It’s no secret anymore – the real estate market is well over its peak and on it’s way downwards. Some areas have dropped very slowly and others have taken a much larger hit. During times like these, many people who had unrealistic expectations of the market are starting to face hardship as the euphoria dies down and people realize that it’s not nearly as easy to sell a property in 2023 as it was in 2022 or 2021.
Let’s start with the good news. If you bought a property in the past five years and borrowed money, your interest rate is likely much lower than today’s rate. Your property may not be worth what you had hoped it would be but if you bought right, the mortgage payment is reasonable and you probably still have equity. If it’s an investment property, your rent has probably gone up at least 10-20% since 20and you’re at least turning a small profit.
Now let’s talk about the market and the near future. It’s likely that we’ll be in this high interest rate environment for a while, property values will continue to decline before they eventually bottom out, and rent growth will continue to slow (or even go into negative numbers in certain areas). What that means to me is many people will be forced to sit on their properties for a while. Many homeowners that had planned on moving to a better neighborhood or a larger house won’t do so anymore because even making a lateral move means their mortgage payment would rise 40+%. Investors will be less likely to sell because they don’t have nearly as much equity as they did a year ago and it’s more difficult to find a good deal right now.
What does this mean for you? If you own a home or investment property, now is the time to think about 2033. Do you really want to own that property in 10 years? Have you been keeping up with the maintenance or do you see any major hits to your pocketbook in the near future? Are you being realistic with your expenses? Do you have a loan that will be adjusted in the next few years? These are some of the questions that we have been thinking about ourselves with our portfolio and which have led us to sell every single one of our headache properties that we don’t want to be in a 10-year relationship with.
Why 10 years? Because that’s how long the market could take to come back to its current levels. No one has a crystal ball but it’s better to plan for the worst and be prepared than to be caught swimming naked with a property that is eating money out of your pocket every year. We may never see 2020/2021 rates again in our lifetimes and given how long the economy has been up (and many other factors which I won’t get into in this post), I don’t think it’s unrealistic at all to expect a decade of softening.
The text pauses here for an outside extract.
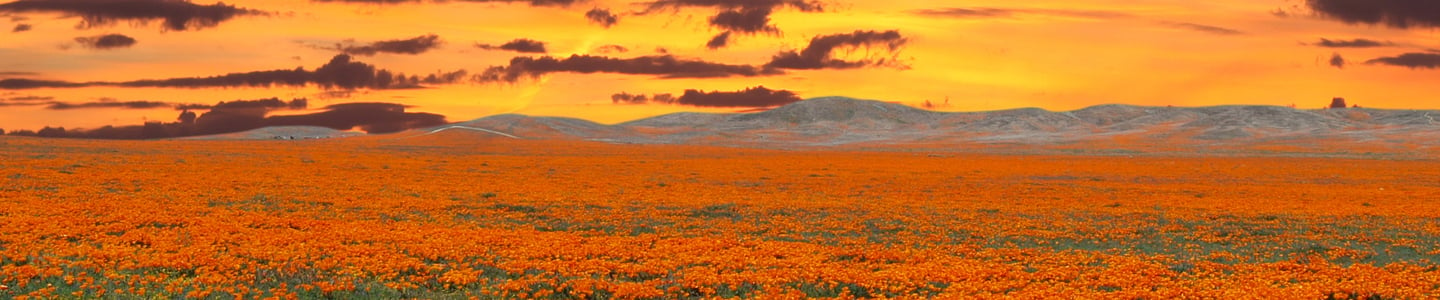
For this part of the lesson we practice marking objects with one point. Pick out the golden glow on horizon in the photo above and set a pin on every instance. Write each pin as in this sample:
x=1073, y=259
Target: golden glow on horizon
x=1060, y=55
Real estate is a difficult (and fun) lifelong game of monopoly that leads many people to be swept up in emotion and make illogical decisions. I’ve found that the hardest part of making these decisions at the moment is thinking about the opportunity cost. All properties should theoretically go up over the long term but having funds sunk into one property means that you can’t use them to take advantage of another one. There are going to be a LOT of people caught swimming naked financially in the next 3 years and many opportunities to make deals of a lifetime. Don’t forget that as you’re making your decision!